In order to drop all privileges (user and group), you need to drop the group before the user. Given that userid
and groupid
contains the IDs of the user and the group you want to drop to, and assuming that the effective IDs are also root, this is accomplished by calling setuid() and setgid():
if (getuid() == 0) {
/* process is running as root, drop privileges */
if (setgid(groupid) != 0)
fatal("setgid: Unable to drop group privileges: %s", strerror(errno));
if (setuid(userid) != 0)
fatal("setuid: Unable to drop user privileges: %S", strerror(errno));
}
If you are paranoid, you can try to get your root privileges back, which should fail. If it doesn't fail, you bailout:
if (setuid(0) != -1)
fatal("ERROR: Managed to regain root privileges?");
Also, if you are still paranoid, you may want to seteuid() and setegid() too, but it shouldn't be necessary, since setuid() and setgid() already set all the IDs if the process is owned by root.
The supplementary group list is a problem, because there is no POSIX function to set supplementary groups (there is getgroups(), but no setgroups()). There is a BSD and Linux extension setgroups() that you can use, it this concerns you.
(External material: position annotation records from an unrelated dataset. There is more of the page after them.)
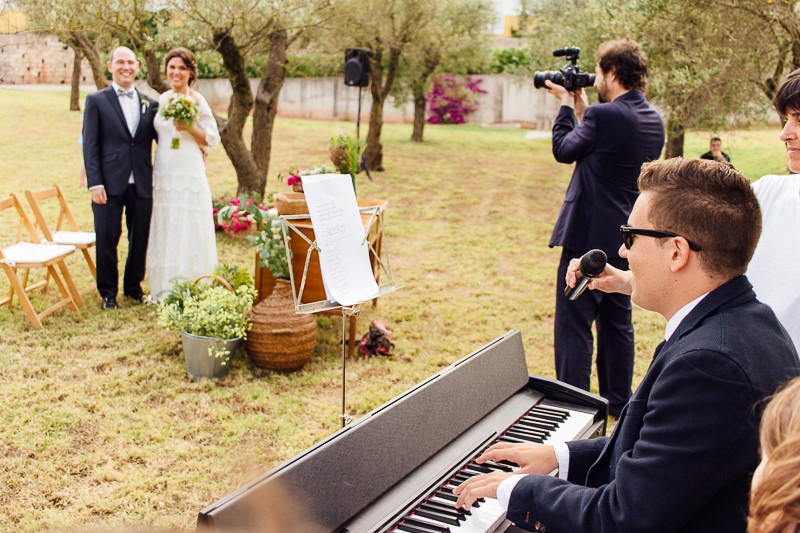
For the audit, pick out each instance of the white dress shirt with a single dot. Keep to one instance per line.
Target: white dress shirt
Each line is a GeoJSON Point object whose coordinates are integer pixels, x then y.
{"type": "Point", "coordinates": [561, 449]}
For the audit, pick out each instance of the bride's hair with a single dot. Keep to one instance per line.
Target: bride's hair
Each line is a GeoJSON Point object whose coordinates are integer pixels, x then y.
{"type": "Point", "coordinates": [775, 501]}
{"type": "Point", "coordinates": [187, 57]}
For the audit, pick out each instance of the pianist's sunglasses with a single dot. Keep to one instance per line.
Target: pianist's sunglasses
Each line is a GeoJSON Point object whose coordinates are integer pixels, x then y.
{"type": "Point", "coordinates": [629, 233]}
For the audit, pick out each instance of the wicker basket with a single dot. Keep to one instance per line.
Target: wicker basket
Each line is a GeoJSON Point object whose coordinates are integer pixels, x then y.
{"type": "Point", "coordinates": [291, 203]}
{"type": "Point", "coordinates": [280, 339]}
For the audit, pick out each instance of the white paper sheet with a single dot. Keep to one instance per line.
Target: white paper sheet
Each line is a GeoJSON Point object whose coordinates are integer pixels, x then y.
{"type": "Point", "coordinates": [339, 232]}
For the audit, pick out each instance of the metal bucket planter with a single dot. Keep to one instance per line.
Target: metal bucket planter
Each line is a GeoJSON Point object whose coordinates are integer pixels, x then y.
{"type": "Point", "coordinates": [200, 354]}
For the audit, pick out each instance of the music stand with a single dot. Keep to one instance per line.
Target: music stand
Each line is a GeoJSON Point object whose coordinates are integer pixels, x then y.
{"type": "Point", "coordinates": [324, 305]}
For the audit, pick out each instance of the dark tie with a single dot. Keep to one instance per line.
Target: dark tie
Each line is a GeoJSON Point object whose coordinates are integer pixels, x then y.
{"type": "Point", "coordinates": [658, 349]}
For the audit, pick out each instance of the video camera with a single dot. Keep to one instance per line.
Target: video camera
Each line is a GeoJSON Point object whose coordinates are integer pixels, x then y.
{"type": "Point", "coordinates": [570, 77]}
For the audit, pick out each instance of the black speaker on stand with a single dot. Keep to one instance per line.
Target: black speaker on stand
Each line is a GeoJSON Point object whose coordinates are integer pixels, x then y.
{"type": "Point", "coordinates": [356, 74]}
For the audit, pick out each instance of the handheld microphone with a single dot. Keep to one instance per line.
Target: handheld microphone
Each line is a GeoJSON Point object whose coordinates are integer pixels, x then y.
{"type": "Point", "coordinates": [592, 265]}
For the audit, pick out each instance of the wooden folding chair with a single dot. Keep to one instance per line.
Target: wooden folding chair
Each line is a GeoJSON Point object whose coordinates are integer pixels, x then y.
{"type": "Point", "coordinates": [24, 256]}
{"type": "Point", "coordinates": [83, 240]}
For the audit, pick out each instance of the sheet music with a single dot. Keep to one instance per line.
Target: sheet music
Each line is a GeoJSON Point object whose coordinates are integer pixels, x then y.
{"type": "Point", "coordinates": [339, 232]}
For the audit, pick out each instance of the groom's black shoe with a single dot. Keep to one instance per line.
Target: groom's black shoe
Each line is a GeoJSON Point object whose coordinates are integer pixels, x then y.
{"type": "Point", "coordinates": [138, 298]}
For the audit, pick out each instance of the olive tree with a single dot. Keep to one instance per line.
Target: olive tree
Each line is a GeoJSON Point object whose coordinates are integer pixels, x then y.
{"type": "Point", "coordinates": [239, 31]}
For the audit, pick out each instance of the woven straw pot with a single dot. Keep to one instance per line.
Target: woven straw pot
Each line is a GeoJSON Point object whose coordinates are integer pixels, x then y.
{"type": "Point", "coordinates": [280, 339]}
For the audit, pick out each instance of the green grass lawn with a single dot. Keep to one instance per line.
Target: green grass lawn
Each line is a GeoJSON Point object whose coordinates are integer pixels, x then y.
{"type": "Point", "coordinates": [102, 427]}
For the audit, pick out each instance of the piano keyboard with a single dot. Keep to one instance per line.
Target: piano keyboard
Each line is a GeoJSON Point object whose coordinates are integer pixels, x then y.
{"type": "Point", "coordinates": [436, 513]}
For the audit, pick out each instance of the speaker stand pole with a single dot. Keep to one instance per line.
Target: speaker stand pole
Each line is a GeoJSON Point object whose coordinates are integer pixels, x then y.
{"type": "Point", "coordinates": [346, 313]}
{"type": "Point", "coordinates": [358, 116]}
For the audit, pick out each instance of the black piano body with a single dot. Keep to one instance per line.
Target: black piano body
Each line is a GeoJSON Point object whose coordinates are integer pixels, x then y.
{"type": "Point", "coordinates": [368, 475]}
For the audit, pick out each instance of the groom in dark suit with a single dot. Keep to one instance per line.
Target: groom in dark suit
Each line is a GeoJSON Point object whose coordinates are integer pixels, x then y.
{"type": "Point", "coordinates": [685, 447]}
{"type": "Point", "coordinates": [118, 136]}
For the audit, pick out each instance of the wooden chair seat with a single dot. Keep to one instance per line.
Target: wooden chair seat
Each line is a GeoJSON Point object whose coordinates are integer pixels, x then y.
{"type": "Point", "coordinates": [71, 234]}
{"type": "Point", "coordinates": [27, 255]}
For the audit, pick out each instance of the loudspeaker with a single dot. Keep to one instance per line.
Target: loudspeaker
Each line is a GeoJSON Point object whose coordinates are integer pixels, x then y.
{"type": "Point", "coordinates": [356, 67]}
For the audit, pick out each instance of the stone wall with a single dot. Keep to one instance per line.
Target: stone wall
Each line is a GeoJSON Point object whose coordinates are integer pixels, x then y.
{"type": "Point", "coordinates": [31, 58]}
{"type": "Point", "coordinates": [509, 99]}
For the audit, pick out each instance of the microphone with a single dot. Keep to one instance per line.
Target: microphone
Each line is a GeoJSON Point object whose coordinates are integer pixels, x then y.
{"type": "Point", "coordinates": [592, 265]}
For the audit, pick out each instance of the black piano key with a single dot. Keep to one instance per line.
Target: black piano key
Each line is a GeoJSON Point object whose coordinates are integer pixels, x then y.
{"type": "Point", "coordinates": [479, 468]}
{"type": "Point", "coordinates": [441, 509]}
{"type": "Point", "coordinates": [506, 438]}
{"type": "Point", "coordinates": [534, 417]}
{"type": "Point", "coordinates": [524, 437]}
{"type": "Point", "coordinates": [436, 516]}
{"type": "Point", "coordinates": [411, 529]}
{"type": "Point", "coordinates": [454, 498]}
{"type": "Point", "coordinates": [553, 410]}
{"type": "Point", "coordinates": [497, 466]}
{"type": "Point", "coordinates": [446, 496]}
{"type": "Point", "coordinates": [534, 432]}
{"type": "Point", "coordinates": [417, 522]}
{"type": "Point", "coordinates": [546, 426]}
{"type": "Point", "coordinates": [447, 504]}
{"type": "Point", "coordinates": [547, 416]}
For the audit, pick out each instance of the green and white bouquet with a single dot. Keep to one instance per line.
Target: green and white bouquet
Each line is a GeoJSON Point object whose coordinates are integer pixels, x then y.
{"type": "Point", "coordinates": [181, 108]}
{"type": "Point", "coordinates": [214, 307]}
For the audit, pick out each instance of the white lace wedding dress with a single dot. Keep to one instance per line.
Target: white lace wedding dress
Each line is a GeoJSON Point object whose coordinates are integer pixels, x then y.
{"type": "Point", "coordinates": [182, 241]}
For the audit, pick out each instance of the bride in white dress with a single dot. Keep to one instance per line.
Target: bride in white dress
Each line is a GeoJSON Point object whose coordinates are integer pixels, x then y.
{"type": "Point", "coordinates": [182, 240]}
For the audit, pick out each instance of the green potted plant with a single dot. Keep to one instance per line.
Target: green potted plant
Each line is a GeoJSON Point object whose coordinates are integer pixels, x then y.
{"type": "Point", "coordinates": [210, 313]}
{"type": "Point", "coordinates": [280, 339]}
{"type": "Point", "coordinates": [345, 153]}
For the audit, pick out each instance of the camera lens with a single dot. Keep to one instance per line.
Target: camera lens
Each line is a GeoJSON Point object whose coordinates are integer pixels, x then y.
{"type": "Point", "coordinates": [552, 75]}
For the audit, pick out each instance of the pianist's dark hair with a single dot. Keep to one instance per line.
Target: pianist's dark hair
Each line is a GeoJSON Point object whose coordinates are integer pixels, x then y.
{"type": "Point", "coordinates": [707, 202]}
{"type": "Point", "coordinates": [775, 501]}
{"type": "Point", "coordinates": [787, 96]}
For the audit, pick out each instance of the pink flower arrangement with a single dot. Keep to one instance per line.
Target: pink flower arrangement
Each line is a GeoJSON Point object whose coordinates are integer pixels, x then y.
{"type": "Point", "coordinates": [452, 100]}
{"type": "Point", "coordinates": [233, 217]}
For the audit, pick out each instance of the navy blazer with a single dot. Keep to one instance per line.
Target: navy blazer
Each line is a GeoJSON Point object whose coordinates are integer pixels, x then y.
{"type": "Point", "coordinates": [686, 445]}
{"type": "Point", "coordinates": [110, 152]}
{"type": "Point", "coordinates": [610, 145]}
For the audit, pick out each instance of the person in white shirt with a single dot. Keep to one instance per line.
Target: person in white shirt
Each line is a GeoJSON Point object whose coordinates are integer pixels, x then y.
{"type": "Point", "coordinates": [776, 264]}
{"type": "Point", "coordinates": [684, 449]}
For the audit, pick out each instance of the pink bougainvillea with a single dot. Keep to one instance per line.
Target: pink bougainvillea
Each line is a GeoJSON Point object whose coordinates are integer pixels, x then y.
{"type": "Point", "coordinates": [451, 101]}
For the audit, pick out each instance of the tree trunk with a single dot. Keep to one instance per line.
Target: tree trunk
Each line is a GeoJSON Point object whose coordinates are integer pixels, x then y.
{"type": "Point", "coordinates": [419, 87]}
{"type": "Point", "coordinates": [75, 82]}
{"type": "Point", "coordinates": [373, 153]}
{"type": "Point", "coordinates": [266, 107]}
{"type": "Point", "coordinates": [379, 88]}
{"type": "Point", "coordinates": [91, 54]}
{"type": "Point", "coordinates": [419, 117]}
{"type": "Point", "coordinates": [154, 79]}
{"type": "Point", "coordinates": [231, 130]}
{"type": "Point", "coordinates": [675, 135]}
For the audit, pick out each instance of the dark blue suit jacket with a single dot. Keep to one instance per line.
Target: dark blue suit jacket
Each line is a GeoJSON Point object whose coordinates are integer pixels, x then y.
{"type": "Point", "coordinates": [686, 445]}
{"type": "Point", "coordinates": [110, 152]}
{"type": "Point", "coordinates": [610, 145]}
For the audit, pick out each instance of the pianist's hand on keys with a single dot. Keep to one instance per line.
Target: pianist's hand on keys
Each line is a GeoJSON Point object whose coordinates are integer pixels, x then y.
{"type": "Point", "coordinates": [532, 459]}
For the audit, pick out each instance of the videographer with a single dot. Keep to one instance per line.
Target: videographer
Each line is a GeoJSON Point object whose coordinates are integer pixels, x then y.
{"type": "Point", "coordinates": [609, 141]}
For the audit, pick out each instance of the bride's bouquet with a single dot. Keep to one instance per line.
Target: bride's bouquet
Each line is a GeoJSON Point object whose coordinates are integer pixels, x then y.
{"type": "Point", "coordinates": [180, 107]}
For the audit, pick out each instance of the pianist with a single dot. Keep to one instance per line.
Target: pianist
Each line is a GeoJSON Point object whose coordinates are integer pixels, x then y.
{"type": "Point", "coordinates": [685, 446]}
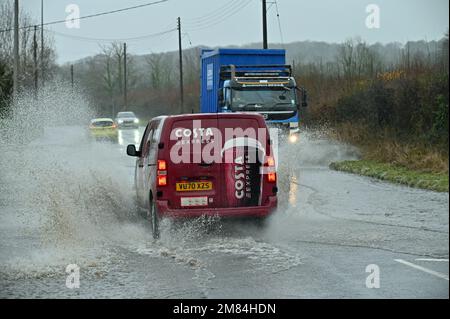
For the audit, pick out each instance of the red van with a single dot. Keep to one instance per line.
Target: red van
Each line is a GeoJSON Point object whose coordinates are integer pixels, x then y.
{"type": "Point", "coordinates": [205, 164]}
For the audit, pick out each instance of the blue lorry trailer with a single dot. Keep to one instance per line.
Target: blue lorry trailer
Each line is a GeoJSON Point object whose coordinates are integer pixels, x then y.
{"type": "Point", "coordinates": [251, 80]}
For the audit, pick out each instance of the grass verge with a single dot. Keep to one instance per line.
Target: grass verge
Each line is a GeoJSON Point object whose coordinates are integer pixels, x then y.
{"type": "Point", "coordinates": [395, 173]}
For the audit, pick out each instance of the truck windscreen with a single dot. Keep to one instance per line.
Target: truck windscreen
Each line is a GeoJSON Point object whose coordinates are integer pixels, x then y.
{"type": "Point", "coordinates": [263, 99]}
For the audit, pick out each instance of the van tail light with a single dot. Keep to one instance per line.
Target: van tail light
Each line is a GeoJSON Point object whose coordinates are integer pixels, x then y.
{"type": "Point", "coordinates": [162, 180]}
{"type": "Point", "coordinates": [162, 173]}
{"type": "Point", "coordinates": [162, 166]}
{"type": "Point", "coordinates": [271, 173]}
{"type": "Point", "coordinates": [272, 177]}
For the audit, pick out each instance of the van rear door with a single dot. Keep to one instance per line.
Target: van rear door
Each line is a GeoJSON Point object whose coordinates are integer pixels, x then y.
{"type": "Point", "coordinates": [242, 157]}
{"type": "Point", "coordinates": [195, 180]}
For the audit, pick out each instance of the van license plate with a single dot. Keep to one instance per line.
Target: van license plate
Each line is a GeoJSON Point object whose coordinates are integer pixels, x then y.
{"type": "Point", "coordinates": [193, 186]}
{"type": "Point", "coordinates": [194, 201]}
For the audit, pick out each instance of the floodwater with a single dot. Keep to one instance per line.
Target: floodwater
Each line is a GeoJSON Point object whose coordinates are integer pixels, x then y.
{"type": "Point", "coordinates": [67, 199]}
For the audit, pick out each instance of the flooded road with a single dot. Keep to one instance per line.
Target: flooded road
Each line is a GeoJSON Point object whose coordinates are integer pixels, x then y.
{"type": "Point", "coordinates": [66, 199]}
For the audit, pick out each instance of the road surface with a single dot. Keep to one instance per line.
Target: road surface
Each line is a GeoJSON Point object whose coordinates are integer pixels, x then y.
{"type": "Point", "coordinates": [67, 200]}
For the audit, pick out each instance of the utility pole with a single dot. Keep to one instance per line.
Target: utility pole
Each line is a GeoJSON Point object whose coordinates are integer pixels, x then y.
{"type": "Point", "coordinates": [125, 97]}
{"type": "Point", "coordinates": [35, 65]}
{"type": "Point", "coordinates": [181, 66]}
{"type": "Point", "coordinates": [265, 46]}
{"type": "Point", "coordinates": [42, 43]}
{"type": "Point", "coordinates": [71, 75]}
{"type": "Point", "coordinates": [16, 49]}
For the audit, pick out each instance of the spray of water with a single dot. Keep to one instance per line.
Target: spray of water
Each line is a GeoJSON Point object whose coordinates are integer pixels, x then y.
{"type": "Point", "coordinates": [64, 198]}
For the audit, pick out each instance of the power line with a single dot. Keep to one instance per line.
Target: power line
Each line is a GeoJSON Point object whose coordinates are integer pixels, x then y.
{"type": "Point", "coordinates": [279, 24]}
{"type": "Point", "coordinates": [222, 19]}
{"type": "Point", "coordinates": [92, 15]}
{"type": "Point", "coordinates": [215, 13]}
{"type": "Point", "coordinates": [88, 39]}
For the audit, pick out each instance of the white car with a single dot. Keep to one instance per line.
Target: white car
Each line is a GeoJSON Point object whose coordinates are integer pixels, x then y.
{"type": "Point", "coordinates": [127, 119]}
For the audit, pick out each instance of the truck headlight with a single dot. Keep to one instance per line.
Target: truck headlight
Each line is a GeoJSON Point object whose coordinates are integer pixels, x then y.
{"type": "Point", "coordinates": [293, 138]}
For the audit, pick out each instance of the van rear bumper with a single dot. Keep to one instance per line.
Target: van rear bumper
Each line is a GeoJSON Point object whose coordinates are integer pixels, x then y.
{"type": "Point", "coordinates": [253, 211]}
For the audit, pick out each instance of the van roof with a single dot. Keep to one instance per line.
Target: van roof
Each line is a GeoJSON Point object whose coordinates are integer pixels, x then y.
{"type": "Point", "coordinates": [209, 115]}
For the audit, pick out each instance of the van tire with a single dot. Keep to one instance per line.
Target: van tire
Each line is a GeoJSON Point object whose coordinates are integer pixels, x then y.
{"type": "Point", "coordinates": [261, 222]}
{"type": "Point", "coordinates": [154, 219]}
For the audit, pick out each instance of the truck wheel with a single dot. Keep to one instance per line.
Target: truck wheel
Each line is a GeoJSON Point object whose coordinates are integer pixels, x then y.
{"type": "Point", "coordinates": [154, 219]}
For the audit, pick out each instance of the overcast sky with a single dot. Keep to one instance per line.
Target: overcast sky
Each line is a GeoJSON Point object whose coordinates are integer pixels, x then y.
{"type": "Point", "coordinates": [226, 22]}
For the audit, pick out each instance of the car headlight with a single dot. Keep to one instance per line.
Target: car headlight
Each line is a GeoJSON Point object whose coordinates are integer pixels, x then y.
{"type": "Point", "coordinates": [293, 138]}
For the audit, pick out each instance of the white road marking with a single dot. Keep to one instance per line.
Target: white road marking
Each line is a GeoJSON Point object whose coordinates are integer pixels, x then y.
{"type": "Point", "coordinates": [429, 271]}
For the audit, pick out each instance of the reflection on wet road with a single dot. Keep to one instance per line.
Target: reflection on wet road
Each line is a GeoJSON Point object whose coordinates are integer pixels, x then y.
{"type": "Point", "coordinates": [65, 199]}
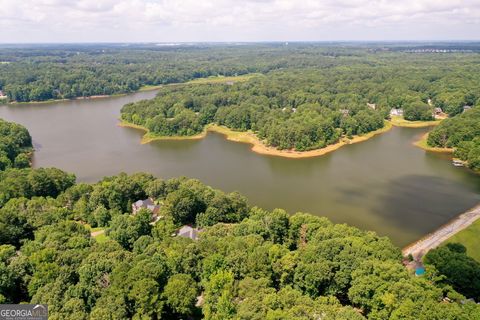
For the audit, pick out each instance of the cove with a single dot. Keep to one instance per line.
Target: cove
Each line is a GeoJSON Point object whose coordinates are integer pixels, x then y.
{"type": "Point", "coordinates": [384, 184]}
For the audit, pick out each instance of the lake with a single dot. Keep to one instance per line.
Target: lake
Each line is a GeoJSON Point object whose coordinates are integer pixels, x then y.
{"type": "Point", "coordinates": [384, 184]}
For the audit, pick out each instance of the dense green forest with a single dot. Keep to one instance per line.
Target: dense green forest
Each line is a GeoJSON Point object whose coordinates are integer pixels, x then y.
{"type": "Point", "coordinates": [461, 133]}
{"type": "Point", "coordinates": [42, 73]}
{"type": "Point", "coordinates": [309, 108]}
{"type": "Point", "coordinates": [248, 263]}
{"type": "Point", "coordinates": [15, 146]}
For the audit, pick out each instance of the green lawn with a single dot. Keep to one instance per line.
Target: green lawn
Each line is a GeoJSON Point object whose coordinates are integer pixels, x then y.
{"type": "Point", "coordinates": [470, 238]}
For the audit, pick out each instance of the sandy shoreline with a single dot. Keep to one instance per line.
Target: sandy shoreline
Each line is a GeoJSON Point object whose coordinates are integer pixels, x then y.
{"type": "Point", "coordinates": [439, 236]}
{"type": "Point", "coordinates": [259, 146]}
{"type": "Point", "coordinates": [398, 121]}
{"type": "Point", "coordinates": [422, 143]}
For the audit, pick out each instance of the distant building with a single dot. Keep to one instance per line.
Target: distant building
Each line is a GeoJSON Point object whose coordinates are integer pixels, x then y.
{"type": "Point", "coordinates": [146, 204]}
{"type": "Point", "coordinates": [396, 112]}
{"type": "Point", "coordinates": [189, 232]}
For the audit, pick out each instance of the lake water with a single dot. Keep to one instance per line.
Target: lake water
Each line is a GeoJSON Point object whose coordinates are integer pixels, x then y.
{"type": "Point", "coordinates": [384, 184]}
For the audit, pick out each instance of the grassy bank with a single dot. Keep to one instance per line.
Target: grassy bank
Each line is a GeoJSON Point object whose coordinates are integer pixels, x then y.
{"type": "Point", "coordinates": [422, 143]}
{"type": "Point", "coordinates": [399, 121]}
{"type": "Point", "coordinates": [259, 146]}
{"type": "Point", "coordinates": [469, 237]}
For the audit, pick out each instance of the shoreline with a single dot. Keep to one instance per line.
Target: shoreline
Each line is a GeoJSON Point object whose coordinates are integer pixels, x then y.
{"type": "Point", "coordinates": [212, 79]}
{"type": "Point", "coordinates": [437, 237]}
{"type": "Point", "coordinates": [398, 121]}
{"type": "Point", "coordinates": [259, 146]}
{"type": "Point", "coordinates": [422, 144]}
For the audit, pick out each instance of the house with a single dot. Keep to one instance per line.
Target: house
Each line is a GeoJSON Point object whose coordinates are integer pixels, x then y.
{"type": "Point", "coordinates": [189, 232]}
{"type": "Point", "coordinates": [396, 112]}
{"type": "Point", "coordinates": [146, 204]}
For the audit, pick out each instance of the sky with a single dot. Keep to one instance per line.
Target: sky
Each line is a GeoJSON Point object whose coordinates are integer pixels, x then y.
{"type": "Point", "coordinates": [34, 21]}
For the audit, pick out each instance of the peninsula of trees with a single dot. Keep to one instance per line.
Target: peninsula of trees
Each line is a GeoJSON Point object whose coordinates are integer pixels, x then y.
{"type": "Point", "coordinates": [399, 77]}
{"type": "Point", "coordinates": [308, 108]}
{"type": "Point", "coordinates": [247, 263]}
{"type": "Point", "coordinates": [462, 133]}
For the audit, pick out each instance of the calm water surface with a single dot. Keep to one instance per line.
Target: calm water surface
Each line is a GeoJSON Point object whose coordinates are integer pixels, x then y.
{"type": "Point", "coordinates": [384, 184]}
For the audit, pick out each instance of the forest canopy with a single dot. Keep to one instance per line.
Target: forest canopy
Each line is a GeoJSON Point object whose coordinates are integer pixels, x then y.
{"type": "Point", "coordinates": [69, 71]}
{"type": "Point", "coordinates": [247, 263]}
{"type": "Point", "coordinates": [461, 133]}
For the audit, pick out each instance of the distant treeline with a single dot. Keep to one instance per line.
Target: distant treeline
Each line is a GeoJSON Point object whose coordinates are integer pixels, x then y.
{"type": "Point", "coordinates": [15, 146]}
{"type": "Point", "coordinates": [64, 72]}
{"type": "Point", "coordinates": [309, 108]}
{"type": "Point", "coordinates": [248, 263]}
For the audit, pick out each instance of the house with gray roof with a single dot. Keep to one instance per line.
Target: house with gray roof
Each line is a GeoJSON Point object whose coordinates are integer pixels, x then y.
{"type": "Point", "coordinates": [148, 204]}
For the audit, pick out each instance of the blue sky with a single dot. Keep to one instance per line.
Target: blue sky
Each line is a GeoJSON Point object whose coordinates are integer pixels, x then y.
{"type": "Point", "coordinates": [230, 20]}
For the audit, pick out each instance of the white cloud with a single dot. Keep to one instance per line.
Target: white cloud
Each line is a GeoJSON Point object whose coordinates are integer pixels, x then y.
{"type": "Point", "coordinates": [250, 20]}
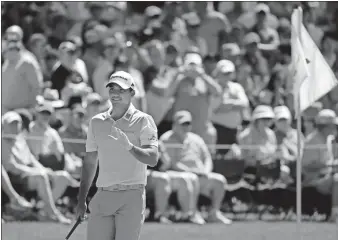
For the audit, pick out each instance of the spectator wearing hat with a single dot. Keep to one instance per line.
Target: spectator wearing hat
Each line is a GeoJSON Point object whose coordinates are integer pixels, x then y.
{"type": "Point", "coordinates": [318, 158]}
{"type": "Point", "coordinates": [286, 135]}
{"type": "Point", "coordinates": [105, 67]}
{"type": "Point", "coordinates": [193, 90]}
{"type": "Point", "coordinates": [254, 58]}
{"type": "Point", "coordinates": [192, 37]}
{"type": "Point", "coordinates": [173, 25]}
{"type": "Point", "coordinates": [25, 170]}
{"type": "Point", "coordinates": [75, 129]}
{"type": "Point", "coordinates": [228, 107]}
{"type": "Point", "coordinates": [268, 35]}
{"type": "Point", "coordinates": [21, 73]}
{"type": "Point", "coordinates": [260, 138]}
{"type": "Point", "coordinates": [195, 157]}
{"type": "Point", "coordinates": [231, 52]}
{"type": "Point", "coordinates": [249, 18]}
{"type": "Point", "coordinates": [309, 116]}
{"type": "Point", "coordinates": [59, 25]}
{"type": "Point", "coordinates": [329, 46]}
{"type": "Point", "coordinates": [64, 67]}
{"type": "Point", "coordinates": [92, 35]}
{"type": "Point", "coordinates": [45, 142]}
{"type": "Point", "coordinates": [79, 65]}
{"type": "Point", "coordinates": [37, 45]}
{"type": "Point", "coordinates": [214, 26]}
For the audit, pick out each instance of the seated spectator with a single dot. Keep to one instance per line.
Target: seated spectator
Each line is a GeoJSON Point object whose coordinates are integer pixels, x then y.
{"type": "Point", "coordinates": [184, 183]}
{"type": "Point", "coordinates": [192, 38]}
{"type": "Point", "coordinates": [21, 73]}
{"type": "Point", "coordinates": [15, 200]}
{"type": "Point", "coordinates": [249, 19]}
{"type": "Point", "coordinates": [318, 159]}
{"type": "Point", "coordinates": [214, 27]}
{"type": "Point", "coordinates": [228, 108]}
{"type": "Point", "coordinates": [194, 157]}
{"type": "Point", "coordinates": [260, 138]}
{"type": "Point", "coordinates": [286, 136]}
{"type": "Point", "coordinates": [24, 170]}
{"type": "Point", "coordinates": [193, 90]}
{"type": "Point", "coordinates": [309, 116]}
{"type": "Point", "coordinates": [45, 142]}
You should also chdir("/")
or to any other directory, so that the process doesn't remain in a root-owned directory.
Since your question is about Unix in general, this is the very general approach. Note that in Linux this is no longer the preferred approach. In current Linux versions, you should set the CAP_NET_BIND_SERVICE
capability on the executable, and run it as a normal user. No root access is needed.